ULYSSES — One hundred and seven boxes packed with local dairy products were given away on Saturday during a “dairy drive-thru” here. Cars began lining up along the road near The Carpenter’s Shop before 10 a.m. and the boxes were gone within 45 minutes of the start of the drive-thru.

Allyson Anderson, a farm animal vet and owner of Headwaters Veterinary Service, in conjunction with Lacy Miles, an agriculture teacher at Northern Potter, organized a fundraiser, which raised $3,165, to purchase local dairy products for the give away.

Inside the boxes were several locally sourced dairy products, such as raw milk, sour cream, cottage cheese, yogurt, cream cheese, block cheese, string cheese and at least one sweet item, such as Reddi-Whip. God’s Country Creamery donated raw milk and cheeses for the drive-thru, as well.
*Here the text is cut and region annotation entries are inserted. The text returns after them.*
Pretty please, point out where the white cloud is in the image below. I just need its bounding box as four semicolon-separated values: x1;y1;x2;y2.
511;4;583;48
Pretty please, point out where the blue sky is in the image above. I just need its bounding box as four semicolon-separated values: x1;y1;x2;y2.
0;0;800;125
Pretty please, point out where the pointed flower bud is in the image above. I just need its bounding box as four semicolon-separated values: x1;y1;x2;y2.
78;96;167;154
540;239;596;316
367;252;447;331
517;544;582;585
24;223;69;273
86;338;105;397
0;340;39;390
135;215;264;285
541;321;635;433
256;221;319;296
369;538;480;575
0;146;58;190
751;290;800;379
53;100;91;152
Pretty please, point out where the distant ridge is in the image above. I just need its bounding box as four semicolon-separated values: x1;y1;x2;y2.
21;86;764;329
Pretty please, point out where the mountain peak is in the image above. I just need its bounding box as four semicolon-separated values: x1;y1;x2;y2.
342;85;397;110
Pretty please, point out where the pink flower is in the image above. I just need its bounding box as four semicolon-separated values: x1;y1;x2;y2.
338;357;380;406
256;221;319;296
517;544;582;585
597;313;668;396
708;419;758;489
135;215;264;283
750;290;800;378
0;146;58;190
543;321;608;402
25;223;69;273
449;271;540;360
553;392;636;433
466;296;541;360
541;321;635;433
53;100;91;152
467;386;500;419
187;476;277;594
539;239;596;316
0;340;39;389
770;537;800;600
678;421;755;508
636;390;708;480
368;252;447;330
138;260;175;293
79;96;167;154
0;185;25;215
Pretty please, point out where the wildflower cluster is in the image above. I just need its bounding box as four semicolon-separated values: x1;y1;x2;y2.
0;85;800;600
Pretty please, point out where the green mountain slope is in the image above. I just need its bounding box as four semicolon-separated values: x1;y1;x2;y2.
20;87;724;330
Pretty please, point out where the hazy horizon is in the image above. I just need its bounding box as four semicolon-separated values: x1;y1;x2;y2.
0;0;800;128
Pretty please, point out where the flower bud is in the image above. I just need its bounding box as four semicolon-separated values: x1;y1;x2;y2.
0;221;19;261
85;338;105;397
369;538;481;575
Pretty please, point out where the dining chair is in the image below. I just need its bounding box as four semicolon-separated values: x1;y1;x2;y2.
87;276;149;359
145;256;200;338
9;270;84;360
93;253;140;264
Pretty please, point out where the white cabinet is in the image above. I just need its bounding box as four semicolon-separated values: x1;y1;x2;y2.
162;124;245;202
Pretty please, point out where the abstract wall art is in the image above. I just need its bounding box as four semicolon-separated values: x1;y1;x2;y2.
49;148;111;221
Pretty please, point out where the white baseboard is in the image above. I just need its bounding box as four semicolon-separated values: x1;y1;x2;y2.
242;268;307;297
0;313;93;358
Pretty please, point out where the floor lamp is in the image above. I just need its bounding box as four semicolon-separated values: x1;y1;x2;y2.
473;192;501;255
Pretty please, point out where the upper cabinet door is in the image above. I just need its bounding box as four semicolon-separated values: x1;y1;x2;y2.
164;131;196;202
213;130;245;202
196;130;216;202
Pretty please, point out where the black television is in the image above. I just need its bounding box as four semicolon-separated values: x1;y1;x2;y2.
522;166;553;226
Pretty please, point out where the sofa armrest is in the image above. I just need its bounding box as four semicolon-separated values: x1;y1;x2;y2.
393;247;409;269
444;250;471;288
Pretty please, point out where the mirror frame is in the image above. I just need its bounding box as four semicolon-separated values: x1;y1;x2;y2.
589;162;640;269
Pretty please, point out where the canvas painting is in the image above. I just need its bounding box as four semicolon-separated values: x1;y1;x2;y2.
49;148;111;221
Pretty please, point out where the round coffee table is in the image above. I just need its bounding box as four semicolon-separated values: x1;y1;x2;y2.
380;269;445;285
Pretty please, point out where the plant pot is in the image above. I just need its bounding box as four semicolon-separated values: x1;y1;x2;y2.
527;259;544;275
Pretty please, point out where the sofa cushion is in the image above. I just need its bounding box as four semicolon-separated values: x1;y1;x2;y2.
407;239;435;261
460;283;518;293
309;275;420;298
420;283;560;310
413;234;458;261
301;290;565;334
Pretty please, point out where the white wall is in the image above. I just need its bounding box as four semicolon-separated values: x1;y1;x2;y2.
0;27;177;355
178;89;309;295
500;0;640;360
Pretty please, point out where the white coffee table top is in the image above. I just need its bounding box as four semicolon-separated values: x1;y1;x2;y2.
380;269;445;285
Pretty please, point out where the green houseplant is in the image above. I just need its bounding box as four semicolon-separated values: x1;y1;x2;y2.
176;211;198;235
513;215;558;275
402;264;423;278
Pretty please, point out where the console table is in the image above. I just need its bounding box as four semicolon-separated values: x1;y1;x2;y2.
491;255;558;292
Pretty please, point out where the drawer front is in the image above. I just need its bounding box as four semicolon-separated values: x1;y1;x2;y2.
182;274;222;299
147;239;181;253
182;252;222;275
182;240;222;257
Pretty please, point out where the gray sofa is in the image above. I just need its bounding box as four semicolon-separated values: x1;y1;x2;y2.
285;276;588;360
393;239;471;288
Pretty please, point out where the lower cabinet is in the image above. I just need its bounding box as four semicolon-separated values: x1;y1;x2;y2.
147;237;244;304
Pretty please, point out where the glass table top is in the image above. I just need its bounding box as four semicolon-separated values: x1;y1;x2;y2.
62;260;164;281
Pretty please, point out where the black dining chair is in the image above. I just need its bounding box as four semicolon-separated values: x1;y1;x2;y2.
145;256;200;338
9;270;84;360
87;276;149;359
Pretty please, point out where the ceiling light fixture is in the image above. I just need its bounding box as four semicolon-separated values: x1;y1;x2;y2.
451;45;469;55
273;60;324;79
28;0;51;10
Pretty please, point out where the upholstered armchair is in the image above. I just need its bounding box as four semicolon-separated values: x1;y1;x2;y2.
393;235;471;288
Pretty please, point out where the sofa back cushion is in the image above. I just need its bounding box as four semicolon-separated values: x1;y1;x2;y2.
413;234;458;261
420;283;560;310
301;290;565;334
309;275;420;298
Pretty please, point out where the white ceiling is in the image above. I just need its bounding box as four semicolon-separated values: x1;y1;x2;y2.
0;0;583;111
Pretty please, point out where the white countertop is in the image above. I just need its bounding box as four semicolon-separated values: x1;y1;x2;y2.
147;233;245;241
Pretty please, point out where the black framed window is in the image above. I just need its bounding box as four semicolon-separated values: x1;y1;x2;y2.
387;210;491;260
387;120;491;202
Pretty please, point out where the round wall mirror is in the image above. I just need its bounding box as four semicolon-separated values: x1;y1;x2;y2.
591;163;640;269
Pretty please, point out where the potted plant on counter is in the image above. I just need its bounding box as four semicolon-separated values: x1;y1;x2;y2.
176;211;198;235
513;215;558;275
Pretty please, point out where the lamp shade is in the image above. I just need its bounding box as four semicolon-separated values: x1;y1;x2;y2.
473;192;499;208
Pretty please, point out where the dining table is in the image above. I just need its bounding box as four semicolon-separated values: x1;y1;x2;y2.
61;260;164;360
The drive-thru comes at a time when dairy farmers across the nation are forced to dump milk due to a number of reasons, including an inequitable supply-and-demand chain. With the drive-thru, Anderson said she hoped to feed the community and introduce people to nutritious dairy products while supporting local farmers by purchasing products from companies that source their milk from Potter County.

“I’m so appreciative of all of the help we received and all the community members who came out to support our local farmers,” Anderson said. “This is truly a great community to be part of. I love my Potter Countians.”

Members of the Headwaters FFA chapter also attended the dairy drive-thru, selling T-shirts and raising money for “Friends of Local Dairy Families,” organized by Lacy, Kendra and Annette Miles. The proceeds will be used to purchase gift cards, food, cleaning supplies and household items in a care package to local farmers who have had to dump milk. Prior to the drive-thru, the group had left care packages at 33 farms, most of them twice.

To make this possible, Potter County Beverage donated its cooler trailer to store the dairy products in, The Carpenter’s Shop donated the use of its parking lot and Tri-Town Volunteer Fire Company controlled traffic before, during and after the drive-thru.